Par la pensée je répondis au pieux cheval, et mon silence fut entendu de lui, le silence étant l’idiome familier aux êtres qui ne sont pas les hommes.

— « Console-toi, répondis-je, là-bas d’autres cloches t’attendent. Sonnant parmi la paix constante, certes elles seront moins précieuses que celles qui, sonnant après six jours d’esclavage, annonçaient la liberté. Qu’importe si, par le divorce de la misère, tu t’imagines vivre un dimanche perpétuel ! Et puis, au hameau de joie, ta tête dressée dans la brise pourra-t-elle entendre parfois les cloches premières du village de souffrance !... »

Le paysan sauta en selle et le vieux cheval, sorti de l’adieu des charretiers, entra dans la route blanche. Je suivais.

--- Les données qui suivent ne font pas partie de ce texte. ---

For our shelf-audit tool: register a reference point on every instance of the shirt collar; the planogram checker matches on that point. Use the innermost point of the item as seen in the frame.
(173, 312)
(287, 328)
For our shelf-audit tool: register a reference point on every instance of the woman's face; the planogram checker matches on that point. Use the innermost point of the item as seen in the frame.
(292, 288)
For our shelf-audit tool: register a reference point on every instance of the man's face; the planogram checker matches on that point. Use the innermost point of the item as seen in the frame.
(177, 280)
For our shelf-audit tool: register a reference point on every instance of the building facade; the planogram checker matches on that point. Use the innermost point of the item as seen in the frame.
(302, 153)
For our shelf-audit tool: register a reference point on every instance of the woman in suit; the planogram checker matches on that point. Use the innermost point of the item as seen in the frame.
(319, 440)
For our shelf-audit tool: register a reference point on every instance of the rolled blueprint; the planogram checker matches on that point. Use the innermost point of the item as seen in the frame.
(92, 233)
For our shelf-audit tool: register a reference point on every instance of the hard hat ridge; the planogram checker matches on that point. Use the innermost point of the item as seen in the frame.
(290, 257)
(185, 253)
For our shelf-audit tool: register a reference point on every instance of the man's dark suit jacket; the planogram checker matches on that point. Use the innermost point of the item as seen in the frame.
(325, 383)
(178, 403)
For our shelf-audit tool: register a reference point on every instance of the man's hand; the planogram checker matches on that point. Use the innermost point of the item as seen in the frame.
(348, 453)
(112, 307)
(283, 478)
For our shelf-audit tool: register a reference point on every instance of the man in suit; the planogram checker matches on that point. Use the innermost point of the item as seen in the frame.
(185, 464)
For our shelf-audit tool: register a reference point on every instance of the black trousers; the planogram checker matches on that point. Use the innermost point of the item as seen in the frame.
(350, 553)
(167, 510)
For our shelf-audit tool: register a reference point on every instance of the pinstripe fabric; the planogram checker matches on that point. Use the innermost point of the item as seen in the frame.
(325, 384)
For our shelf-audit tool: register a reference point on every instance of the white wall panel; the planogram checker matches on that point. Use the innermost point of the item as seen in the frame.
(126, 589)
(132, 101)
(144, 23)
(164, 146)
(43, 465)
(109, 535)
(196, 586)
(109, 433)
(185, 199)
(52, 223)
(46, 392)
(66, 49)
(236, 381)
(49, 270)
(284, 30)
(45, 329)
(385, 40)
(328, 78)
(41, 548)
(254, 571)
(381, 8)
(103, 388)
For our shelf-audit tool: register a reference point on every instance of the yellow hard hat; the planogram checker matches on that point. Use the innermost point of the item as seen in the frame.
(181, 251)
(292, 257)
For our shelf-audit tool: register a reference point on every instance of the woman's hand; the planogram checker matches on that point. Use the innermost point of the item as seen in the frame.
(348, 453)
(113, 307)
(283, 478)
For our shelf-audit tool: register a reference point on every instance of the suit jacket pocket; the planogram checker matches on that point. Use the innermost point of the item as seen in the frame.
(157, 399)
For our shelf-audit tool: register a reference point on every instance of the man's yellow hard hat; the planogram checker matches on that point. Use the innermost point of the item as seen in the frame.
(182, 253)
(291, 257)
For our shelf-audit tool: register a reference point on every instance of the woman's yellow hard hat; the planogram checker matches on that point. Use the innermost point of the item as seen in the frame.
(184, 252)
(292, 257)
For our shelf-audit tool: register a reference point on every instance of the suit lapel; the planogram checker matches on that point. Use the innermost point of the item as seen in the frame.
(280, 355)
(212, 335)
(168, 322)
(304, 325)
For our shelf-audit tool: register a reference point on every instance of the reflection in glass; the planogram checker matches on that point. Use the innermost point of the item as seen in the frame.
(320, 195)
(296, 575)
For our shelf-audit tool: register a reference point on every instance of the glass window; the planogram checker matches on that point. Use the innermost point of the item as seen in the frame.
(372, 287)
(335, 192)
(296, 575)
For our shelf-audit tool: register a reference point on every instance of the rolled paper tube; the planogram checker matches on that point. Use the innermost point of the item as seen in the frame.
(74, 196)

Devinant mon âme chagrine, le cavalier me dit :

— « Soyez sans crainte sur son sort. La semaine, après avoir porté de l’herbage au marché communal ou des primeurs aux castels voisins, on le laissera paître et rêver avec les moutons et les oies ; le dimanche, au petit trot, avec une branche de romarin au collier, il conduira la carriole familiale à la messe derrière la colline fleurie. À l’avenir, plus de ces poids énormes qui faisaient craquer ses vieux os, désormais plus de fouet qui met la viande à vif et plus de pente roide ! Son chemin sentira bon avec, çà et là, des coqs superbes comme des fusées d’artifice, des croix sur des marches de pierre et des saintes vierges dans leurs niches. Lorsqu’il sera trop vieux, nous le laisserons à l’étable devant un tas de foin. La maisonnée l’aimera si bien que sa mort fera pleurer les enfants et hurler le chien du portail... Alors, moi, je creuserai un grand trou pour le soustraire au grand couteau de l’équarrisseur et lui permettre le dernier sommeil !... »

Le paysan avait dit, sa monture secouait la tête en signe évident de gratitude anticipée.

Il se faisait tard, le soleil étant depuis longtemps tombé dans les vagues, immense coupe de Thulé.

Nous approchions du dernier arbre du village.

À cet endroit, comme si quelque lutin charitable en observation dans le clocher eût voulu réaliser l’intime souhait du cheval, l’Angélus tinta.

S’arrêtant alors, dans le but manifeste d’y emmagasiner les sons adorés pour tout le temps de sa vie nouvelle, le cheval dressa les oreilles.

L’Angélus achevé, la pauvre bête s’efforça de hennir un adieu suprême ; mais le hennissement resta dans le grand cou tendu dont la crinière me parut une pluie de larmes incommensurables...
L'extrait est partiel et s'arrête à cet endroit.